ELECTRON TRANSPORT IN GRAPHENE BASED NANOTRANSISTOR AND USE OF NEGATIVE CAPACITANCE FOR STEEPER SUB-THRESHOLD SLOPE

Graphene has demonstrated tremendous promise in recent years as a material that, in the future, could replace silicon-based materials because of its exceptional electrical transfer characteristics. The diffusive MOSFETs suffer from short channel effects caused by their shorter channels, however graphene has numerous unusual features. The strongest material yet tested, Graphene exhibits a significant and nonlinear diamagnetism, has great mobility at room temperature, a low atomic thickness, a high current density, and is almost transparent. A single sheet of carbon atoms organized in a hexagonal lattice makes up graphene, an allotrope form of carbon. It is a semimetal with little short channel effects overall and little overlap between the valence and conduction bands. The Graphene nanoribbon has been incorporated into the ballistic nanotransistor as its channel and differentiate it form the diffusive one.In this review , I have presented the report on the survey of Nanotransistor . It has been divided into three sections : (1) Ballistic transport in Nanotransistor (2) Modelling of GNRFET (Graphene Nano-ribbon FET) using NEGF (Non-equilibrium Greens function) (3) Using ferroelectric capacitance into FET to reduce its sub-threshold regime below 60 mV/decade.The purpose of this review is to understand charge carrier transport phenomenon in the Nanotransistor.

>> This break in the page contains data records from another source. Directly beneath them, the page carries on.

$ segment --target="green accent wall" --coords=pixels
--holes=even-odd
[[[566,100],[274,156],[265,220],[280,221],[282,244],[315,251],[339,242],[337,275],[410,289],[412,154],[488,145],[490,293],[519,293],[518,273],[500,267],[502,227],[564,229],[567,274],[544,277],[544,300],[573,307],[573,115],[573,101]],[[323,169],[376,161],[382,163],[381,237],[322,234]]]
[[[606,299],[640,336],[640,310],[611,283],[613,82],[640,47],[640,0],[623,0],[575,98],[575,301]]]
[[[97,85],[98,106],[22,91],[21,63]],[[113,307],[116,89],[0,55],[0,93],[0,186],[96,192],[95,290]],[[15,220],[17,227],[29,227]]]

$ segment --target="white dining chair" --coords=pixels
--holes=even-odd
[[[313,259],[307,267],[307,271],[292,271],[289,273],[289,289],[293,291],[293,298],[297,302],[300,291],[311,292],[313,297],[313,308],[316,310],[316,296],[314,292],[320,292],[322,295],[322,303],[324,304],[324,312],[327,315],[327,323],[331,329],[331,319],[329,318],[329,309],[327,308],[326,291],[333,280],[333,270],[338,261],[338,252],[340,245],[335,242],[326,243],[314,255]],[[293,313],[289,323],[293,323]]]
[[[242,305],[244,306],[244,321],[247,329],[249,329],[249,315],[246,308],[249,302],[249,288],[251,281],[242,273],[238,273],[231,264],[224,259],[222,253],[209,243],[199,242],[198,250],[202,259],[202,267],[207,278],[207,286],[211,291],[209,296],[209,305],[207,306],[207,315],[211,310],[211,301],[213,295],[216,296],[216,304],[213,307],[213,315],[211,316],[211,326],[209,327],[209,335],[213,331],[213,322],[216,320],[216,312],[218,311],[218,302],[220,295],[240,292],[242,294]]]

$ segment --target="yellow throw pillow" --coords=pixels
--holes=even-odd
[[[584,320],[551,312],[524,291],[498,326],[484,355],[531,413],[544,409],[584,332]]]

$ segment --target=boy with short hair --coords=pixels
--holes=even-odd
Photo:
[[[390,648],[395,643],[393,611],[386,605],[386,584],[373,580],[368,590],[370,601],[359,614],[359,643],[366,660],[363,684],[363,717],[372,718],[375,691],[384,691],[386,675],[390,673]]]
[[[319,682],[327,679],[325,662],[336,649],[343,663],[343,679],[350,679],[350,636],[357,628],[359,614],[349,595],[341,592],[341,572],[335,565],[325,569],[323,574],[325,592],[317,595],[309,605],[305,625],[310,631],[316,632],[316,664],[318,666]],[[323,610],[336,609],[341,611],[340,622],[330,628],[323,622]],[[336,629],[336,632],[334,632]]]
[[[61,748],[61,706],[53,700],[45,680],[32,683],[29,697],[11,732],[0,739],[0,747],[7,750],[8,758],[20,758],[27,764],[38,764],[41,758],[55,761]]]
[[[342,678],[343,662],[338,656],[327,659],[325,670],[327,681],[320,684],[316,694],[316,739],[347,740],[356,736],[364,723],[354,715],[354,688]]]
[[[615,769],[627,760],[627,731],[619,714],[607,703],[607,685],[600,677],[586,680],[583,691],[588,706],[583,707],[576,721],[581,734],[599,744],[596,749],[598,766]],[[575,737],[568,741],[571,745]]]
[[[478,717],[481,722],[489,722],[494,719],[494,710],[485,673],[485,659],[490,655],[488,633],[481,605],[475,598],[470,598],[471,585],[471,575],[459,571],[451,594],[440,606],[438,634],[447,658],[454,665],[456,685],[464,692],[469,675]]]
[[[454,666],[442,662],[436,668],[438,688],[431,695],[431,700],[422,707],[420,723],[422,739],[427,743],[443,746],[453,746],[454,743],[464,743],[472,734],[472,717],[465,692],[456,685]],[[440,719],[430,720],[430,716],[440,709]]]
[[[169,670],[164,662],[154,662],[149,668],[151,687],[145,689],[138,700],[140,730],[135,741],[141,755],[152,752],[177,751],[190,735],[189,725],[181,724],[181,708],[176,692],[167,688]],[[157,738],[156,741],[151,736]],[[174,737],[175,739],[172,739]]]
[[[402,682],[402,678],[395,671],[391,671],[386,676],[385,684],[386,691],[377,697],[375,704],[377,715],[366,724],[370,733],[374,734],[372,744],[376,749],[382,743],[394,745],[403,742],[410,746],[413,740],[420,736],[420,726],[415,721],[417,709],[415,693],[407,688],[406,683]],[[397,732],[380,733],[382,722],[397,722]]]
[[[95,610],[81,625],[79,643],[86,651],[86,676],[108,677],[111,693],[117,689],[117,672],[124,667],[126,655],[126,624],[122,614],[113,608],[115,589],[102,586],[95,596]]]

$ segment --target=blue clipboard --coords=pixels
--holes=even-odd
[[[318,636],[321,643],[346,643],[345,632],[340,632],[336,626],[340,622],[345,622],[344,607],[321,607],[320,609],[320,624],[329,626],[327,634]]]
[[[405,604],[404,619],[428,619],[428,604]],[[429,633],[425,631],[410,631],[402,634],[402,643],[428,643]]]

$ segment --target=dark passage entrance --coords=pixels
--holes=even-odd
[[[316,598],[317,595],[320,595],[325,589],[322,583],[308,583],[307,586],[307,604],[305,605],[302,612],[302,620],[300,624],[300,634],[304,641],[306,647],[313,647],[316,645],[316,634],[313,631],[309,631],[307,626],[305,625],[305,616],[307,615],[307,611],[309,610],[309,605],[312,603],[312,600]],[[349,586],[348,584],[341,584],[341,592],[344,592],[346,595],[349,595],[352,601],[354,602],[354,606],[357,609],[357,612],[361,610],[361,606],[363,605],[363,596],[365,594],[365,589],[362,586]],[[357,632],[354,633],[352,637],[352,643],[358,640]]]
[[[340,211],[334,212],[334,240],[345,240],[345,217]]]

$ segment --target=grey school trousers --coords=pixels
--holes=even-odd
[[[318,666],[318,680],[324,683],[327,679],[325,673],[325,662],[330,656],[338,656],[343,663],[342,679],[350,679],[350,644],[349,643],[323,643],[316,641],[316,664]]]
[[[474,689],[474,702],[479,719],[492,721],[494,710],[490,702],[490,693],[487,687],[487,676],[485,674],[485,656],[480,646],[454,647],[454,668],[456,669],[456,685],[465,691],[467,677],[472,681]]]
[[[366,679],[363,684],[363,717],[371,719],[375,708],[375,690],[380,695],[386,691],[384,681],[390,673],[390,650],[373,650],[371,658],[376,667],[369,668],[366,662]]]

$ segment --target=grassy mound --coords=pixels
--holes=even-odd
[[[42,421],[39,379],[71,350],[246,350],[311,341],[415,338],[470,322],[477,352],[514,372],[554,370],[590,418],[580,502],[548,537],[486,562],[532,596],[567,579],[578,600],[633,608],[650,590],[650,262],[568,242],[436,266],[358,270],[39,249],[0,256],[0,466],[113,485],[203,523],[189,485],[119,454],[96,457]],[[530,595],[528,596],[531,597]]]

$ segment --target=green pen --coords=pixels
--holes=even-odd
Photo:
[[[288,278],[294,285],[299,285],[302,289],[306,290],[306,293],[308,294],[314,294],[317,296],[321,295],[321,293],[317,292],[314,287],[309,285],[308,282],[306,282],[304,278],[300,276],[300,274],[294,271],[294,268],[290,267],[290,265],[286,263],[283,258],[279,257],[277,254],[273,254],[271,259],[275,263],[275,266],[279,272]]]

This includes the description about the ballistic nanotransister and differentiate it form the diffusive one. The NEGF allows us to characterizing its transfer characteristics in the real lattice space.Also the Id-Vd, sub-threshold regime , log(Id)-Vg , transmission coefficient and their application to drastically enhance the device performance for low energy digital electronics are being studied and modeled. Furthermore, the negative capacitance due to FE (ferroelectric layer) in FET will enhance the switching speed of FET and reduce the sub-threshold swing (SS) below 60 mV/decade which is impossible in case of traditional MOSFET. Thus, improving ION/IOFF ratio for low power digital devices.